Update: Heise hat den Link jetzt auch rausgenommen:
Die Redaktion von heise online hat nach langer Diskussion beschlossen, den ursprünglich in diesem Beitrag enthaltenen Link auf die Seite #BPjMleak zu entfernen. Zwar sind wir nach wie vor der Ansicht, dass es ein großes öffentliches Interesse an der Bereitstellung der auf der Seite enthaltenen Hintergrund-Informationen zum Ablauf des Hacks besteht. Auf der anderen Seite besteht für unsere Mitarbeiter persönlich aufgrund der Veröffentlichung des Beitrags wegen der ebenfalls auf der Seite veröffentlichten Link-Liste ein Risiko strafrechtlicher Ermittlungen wegen der Verbreitung von Kinderpornografie und anderer Delikte. Wir haben uns im Interesse der Kollegen entschieden, dieses Risiko nicht einzugehen.
Update 2: Auch Chip Online hat den Link mittlerweile entfernt, ebenso Blogger wie Max.
Update 3: Thomas Stadler hat jetzt nochmal etwas ausführlicher gebloggt:
Der konkrete Fall liegt allerdings anders, eine (direkte) Verlinkung ist nicht gegeben. Netzpolitik.org hat keine Links auf indizierte Websites gesetzt, sondern lediglich auf eine andere Seite verlinkt, auf der die Liste mit indizierten Websites veröffentlicht worden war. Aber auch auf dieser Seite sind keine Links vorhanden, sondern nur eine Auflistung der URLs in Textform. Die Frage ist also, ob der bloße Hinweis auf eine im Netz befindliche Veröffentlichung einer Liste in reiner Texform bereits strafrechtlich relevant sein kann. Insoweit ist außerdem besonders zu berücksichtigen, dass der Hinweis im Rahmen der Berichterstattung erfolgte, weshalb zusätzlich eine Würdigung im Lichte von Art. 5 GG geboten ist. Ein solches Verhalten kann deshalb auch bei großzügiger Auslegung nicht mehr als öffentliche Zugänglichmachung von strafbaren Inhalten angesehen werden.

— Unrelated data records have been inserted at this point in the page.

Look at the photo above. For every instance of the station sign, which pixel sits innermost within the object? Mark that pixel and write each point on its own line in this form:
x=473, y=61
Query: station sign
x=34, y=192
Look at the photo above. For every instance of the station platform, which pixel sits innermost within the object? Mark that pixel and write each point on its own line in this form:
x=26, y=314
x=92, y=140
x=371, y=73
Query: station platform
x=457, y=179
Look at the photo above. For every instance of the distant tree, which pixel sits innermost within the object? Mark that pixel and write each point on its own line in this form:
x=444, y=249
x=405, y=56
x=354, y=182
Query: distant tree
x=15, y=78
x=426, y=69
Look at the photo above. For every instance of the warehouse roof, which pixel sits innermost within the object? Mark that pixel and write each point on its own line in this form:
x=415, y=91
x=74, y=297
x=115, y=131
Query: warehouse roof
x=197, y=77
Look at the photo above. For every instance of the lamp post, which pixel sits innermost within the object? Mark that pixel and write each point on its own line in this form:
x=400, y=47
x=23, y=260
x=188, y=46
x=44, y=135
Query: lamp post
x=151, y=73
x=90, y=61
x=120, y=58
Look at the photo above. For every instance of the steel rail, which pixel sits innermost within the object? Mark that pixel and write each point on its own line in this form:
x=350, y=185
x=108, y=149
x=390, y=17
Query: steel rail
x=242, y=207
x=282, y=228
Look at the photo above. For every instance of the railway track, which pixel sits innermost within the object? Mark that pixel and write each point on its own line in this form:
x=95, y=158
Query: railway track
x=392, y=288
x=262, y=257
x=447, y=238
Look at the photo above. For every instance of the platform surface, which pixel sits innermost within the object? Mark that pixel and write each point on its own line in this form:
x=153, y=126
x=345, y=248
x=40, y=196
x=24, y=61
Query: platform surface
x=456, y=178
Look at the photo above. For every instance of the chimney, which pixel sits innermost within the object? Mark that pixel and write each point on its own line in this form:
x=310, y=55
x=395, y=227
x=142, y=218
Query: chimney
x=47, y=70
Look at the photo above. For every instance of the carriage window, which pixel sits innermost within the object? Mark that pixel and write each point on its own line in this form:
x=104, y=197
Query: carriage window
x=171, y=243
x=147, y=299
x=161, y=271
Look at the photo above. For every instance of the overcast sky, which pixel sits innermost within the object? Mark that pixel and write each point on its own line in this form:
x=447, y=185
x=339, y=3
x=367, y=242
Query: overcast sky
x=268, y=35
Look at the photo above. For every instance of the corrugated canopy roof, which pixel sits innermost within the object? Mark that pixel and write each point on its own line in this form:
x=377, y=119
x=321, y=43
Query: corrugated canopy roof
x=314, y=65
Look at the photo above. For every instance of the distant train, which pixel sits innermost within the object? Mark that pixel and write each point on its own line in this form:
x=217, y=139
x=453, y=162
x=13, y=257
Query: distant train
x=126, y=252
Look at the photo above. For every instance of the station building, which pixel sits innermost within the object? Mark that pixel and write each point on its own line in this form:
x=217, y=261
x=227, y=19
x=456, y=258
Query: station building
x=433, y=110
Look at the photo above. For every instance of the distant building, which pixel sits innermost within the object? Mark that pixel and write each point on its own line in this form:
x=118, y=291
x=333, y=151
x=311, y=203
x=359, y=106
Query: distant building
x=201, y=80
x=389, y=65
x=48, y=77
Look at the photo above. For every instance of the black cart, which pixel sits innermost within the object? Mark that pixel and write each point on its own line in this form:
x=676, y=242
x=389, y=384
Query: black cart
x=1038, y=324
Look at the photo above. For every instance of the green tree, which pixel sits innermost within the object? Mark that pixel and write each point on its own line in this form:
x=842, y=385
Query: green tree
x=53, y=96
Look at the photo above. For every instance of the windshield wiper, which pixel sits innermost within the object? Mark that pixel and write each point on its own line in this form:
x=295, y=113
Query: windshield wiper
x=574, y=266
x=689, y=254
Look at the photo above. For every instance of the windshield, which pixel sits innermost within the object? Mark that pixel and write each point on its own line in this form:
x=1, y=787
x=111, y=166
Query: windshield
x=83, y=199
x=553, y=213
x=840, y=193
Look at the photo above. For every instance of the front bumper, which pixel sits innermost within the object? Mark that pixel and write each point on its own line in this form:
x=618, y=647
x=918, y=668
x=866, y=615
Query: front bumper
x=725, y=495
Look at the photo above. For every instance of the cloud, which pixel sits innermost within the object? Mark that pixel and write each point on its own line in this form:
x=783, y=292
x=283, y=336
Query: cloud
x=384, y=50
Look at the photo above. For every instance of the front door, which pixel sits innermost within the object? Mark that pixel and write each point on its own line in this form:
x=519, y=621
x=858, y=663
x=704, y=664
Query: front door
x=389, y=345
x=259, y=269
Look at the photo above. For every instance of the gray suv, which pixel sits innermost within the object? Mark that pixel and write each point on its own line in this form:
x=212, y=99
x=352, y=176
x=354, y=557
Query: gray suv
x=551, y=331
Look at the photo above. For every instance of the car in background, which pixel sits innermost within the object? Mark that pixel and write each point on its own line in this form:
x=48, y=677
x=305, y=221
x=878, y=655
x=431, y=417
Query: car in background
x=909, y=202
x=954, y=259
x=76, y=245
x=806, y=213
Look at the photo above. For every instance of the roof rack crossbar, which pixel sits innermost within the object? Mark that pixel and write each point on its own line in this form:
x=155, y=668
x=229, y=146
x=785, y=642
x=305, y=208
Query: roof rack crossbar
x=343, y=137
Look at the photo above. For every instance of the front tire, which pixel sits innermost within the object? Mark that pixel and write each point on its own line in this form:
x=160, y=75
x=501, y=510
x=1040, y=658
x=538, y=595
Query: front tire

Update 4: Udo Vetter, Fachanwalt für Strafrecht, hat sich auch dazu geäußert:
Danach ist es durchaus riskant, direkt auf strafbare Inhalte – etwa kindepornografische Darstellungen – zu verlinken. Allerdings ist das hier nicht der Fall, da die Liste der Bundesprüfstelle in der veröffentlichten Form selbst schon gar keine klickbaren Links enthält, sondern nur die URLs in Textform.
Andererseits kann man sich natürlich nie sicher sein, ob Behörden das Ganze nicht anders bewerten und den berühmten Anfangsverdacht bejahen, welcher dann erst mal das komplette Programm (Hausdurchsuchung etc.) in Gang setzt. So liefe es ja nicht zum ersten Mal.
Etwas Vorsicht ist also angebracht. Eine inhaltliche Auseinandersetzung mit der Liste, die ja zu Recht viele Fragen aufwirft, ist ja auch ohne Verlinkung möglich.